Divide using synthetic division $$ ( x^{5}+7x^{4}+10x^{3}-15x-22 ) \div ( x+3 ) $$
Answer
The synthetic division table is:
$$ \begin{array}{c|rrrrrr}-3&1&7&10&0&-15&-22\\& & -3& -12& 6& -18& \color{black}{99} \\ \hline &\color{blue}{1}&\color{blue}{4}&\color{blue}{-2}&\color{blue}{6}&\color{blue}{-33}&\color{orangered}{77} \end{array} $$The solution is:
$$ \frac{ x^{5}+7x^{4}+10x^{3}-15x-22 }{ x+3 } = \color{blue}{x^{4}+4x^{3}-2x^{2}+6x-33} ~+~ \frac{ \color{red}{ 77 } }{ x+3 } $$Explanation
Step 1 : Write down the coefficients of the dividend into division table. Put the zero from $ x + 3 = 0 $ ( $ x = \color{blue}{ -3 } $ ) at the left.
$$ \begin{array}{c|rrrrrr}\color{blue}{-3}&1&7&10&0&-15&-22\\& & & & & & \\ \hline &&&&&& \end{array} $$Step 1 : Bring down the leading coefficient to the bottom row.
$$ \begin{array}{c|rrrrrr}-3&\color{orangered}{ 1 }&7&10&0&-15&-22\\& & & & & & \\ \hline &\color{orangered}{1}&&&&& \end{array} $$Step 2 : Multiply by the number on the left, and carry the result into the next column: $ \color{blue}{ -3 } \cdot \color{blue}{ 1 } = \color{blue}{ -3 } $.
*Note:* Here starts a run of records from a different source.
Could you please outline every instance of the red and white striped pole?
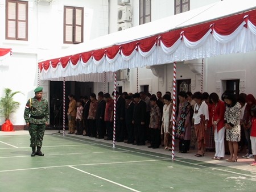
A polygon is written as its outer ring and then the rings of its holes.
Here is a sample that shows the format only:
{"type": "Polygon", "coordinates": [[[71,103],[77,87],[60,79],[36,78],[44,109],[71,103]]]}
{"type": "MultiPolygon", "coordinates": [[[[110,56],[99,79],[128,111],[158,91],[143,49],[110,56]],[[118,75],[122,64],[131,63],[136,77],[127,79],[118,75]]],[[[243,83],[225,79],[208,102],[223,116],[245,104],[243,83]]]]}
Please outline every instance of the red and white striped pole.
{"type": "Polygon", "coordinates": [[[104,93],[106,93],[106,72],[104,72],[104,93]]]}
{"type": "Polygon", "coordinates": [[[117,107],[117,72],[115,72],[115,82],[114,85],[114,126],[113,128],[113,147],[115,145],[115,113],[117,107]]]}
{"type": "Polygon", "coordinates": [[[139,68],[137,68],[137,93],[139,93],[139,68]]]}
{"type": "Polygon", "coordinates": [[[175,146],[175,122],[176,122],[176,62],[174,62],[174,98],[172,100],[172,159],[174,159],[174,148],[175,146]]]}
{"type": "Polygon", "coordinates": [[[202,71],[201,73],[201,93],[203,93],[203,82],[204,79],[204,58],[202,59],[202,71]]]}
{"type": "Polygon", "coordinates": [[[63,136],[65,136],[65,77],[63,77],[63,136]]]}
{"type": "Polygon", "coordinates": [[[40,85],[40,69],[39,66],[38,66],[38,87],[40,85]]]}

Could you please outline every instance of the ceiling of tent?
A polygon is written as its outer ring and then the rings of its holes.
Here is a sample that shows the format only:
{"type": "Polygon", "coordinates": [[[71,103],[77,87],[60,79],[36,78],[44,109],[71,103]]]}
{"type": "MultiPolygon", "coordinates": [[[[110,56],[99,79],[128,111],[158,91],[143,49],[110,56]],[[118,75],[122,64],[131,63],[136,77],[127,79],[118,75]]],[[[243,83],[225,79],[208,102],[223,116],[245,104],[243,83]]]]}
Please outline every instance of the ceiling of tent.
{"type": "Polygon", "coordinates": [[[2,60],[6,57],[11,55],[11,49],[0,48],[0,60],[2,60]]]}
{"type": "Polygon", "coordinates": [[[256,1],[226,0],[55,51],[39,67],[52,80],[255,50],[256,1]]]}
$$ \begin{array}{c|rrrrrr}\color{blue}{-3}&1&7&10&0&-15&-22\\& & \color{blue}{-3} & & & & \\ \hline &\color{blue}{1}&&&&& \end{array} $$Step 3 : Add down last column: $ \color{orangered}{ 7 } + \color{orangered}{ \left( -3 \right) } = \color{orangered}{ 4 } $
$$ \begin{array}{c|rrrrrr}-3&1&\color{orangered}{ 7 }&10&0&-15&-22\\& & \color{orangered}{-3} & & & & \\ \hline &1&\color{orangered}{4}&&&& \end{array} $$Step 4 : Multiply by the number on the left, and carry the result into the next column: $ \color{blue}{ -3 } \cdot \color{blue}{ 4 } = \color{blue}{ -12 } $.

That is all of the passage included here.